Easy Ways to Practice Good Oral Hygiene
Given that your oral hygiene can impact how the rest of your body functions, it’s best to cultivate good dental habits.
- Brush your teeth two times a day using a soft-bristled brush and fluoride toothpaste. Make sure to use gentle, circular motions when brushing your teeth to remove plaque. Also, remember to clean your teeth before going to bed to remove germs that have accumulated during the day.
- Clean your tongue because plaque can build up there, too.
- Use dental floss daily to remove little pieces of food stuck in between your teeth. Flossing can also help stimulate gums, lower inflammation, and reduce plaque buildup.
- After you brush your teeth and floss, make sure to gargle mouthwash to get rid of any food residue. It also reduces the acid in your mouth and cleans areas that you may have been unable to reach with brushing or flossing.
- Drink water after every meal to help wash out sticky and acidic foods and beverages.
- Avoid or limit your consumption of food and drinks that are high in sugar like pastries, sodas, and desserts to avoid cavities.
- Replace your toothbrush every three months, or as soon as the bristles become worn.
- Visit your dentist at least twice a year for dental checkups and cleanings.
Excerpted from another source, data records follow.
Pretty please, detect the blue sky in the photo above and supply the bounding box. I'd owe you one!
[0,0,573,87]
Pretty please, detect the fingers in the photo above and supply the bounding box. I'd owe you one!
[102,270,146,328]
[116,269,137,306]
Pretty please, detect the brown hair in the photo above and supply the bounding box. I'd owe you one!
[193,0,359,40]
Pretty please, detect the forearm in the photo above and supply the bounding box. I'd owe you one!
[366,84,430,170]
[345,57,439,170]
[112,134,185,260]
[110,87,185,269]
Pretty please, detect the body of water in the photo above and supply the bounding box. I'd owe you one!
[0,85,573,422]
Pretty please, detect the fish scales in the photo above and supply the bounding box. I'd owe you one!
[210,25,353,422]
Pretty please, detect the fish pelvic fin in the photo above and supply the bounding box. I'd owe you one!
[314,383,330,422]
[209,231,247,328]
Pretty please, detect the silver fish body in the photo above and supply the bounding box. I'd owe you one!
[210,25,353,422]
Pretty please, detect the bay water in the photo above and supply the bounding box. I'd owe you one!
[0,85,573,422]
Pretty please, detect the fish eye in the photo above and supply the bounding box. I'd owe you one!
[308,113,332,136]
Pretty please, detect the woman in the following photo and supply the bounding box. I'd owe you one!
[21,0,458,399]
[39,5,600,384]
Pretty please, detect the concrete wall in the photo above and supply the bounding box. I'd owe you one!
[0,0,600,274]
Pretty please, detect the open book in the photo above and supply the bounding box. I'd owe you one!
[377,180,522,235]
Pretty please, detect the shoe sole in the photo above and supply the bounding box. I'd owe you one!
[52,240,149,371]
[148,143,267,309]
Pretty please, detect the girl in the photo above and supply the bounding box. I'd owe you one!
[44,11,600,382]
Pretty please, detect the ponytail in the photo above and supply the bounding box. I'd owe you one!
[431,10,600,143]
Remember to inform your dentist about your medications and changes in your health. The information can help them spot potential dental issues and offer better treatments.
Maintaining good oral hygiene doesn’t just protect your teeth, it also plays a vital role in your overall wellness. If you are shifting to a healthier lifestyle, make sure to include proper dental care on the list. By taking care of your teeth, gums, and mouth, you can avoid developing certain conditions and ensure you have a beautiful smile.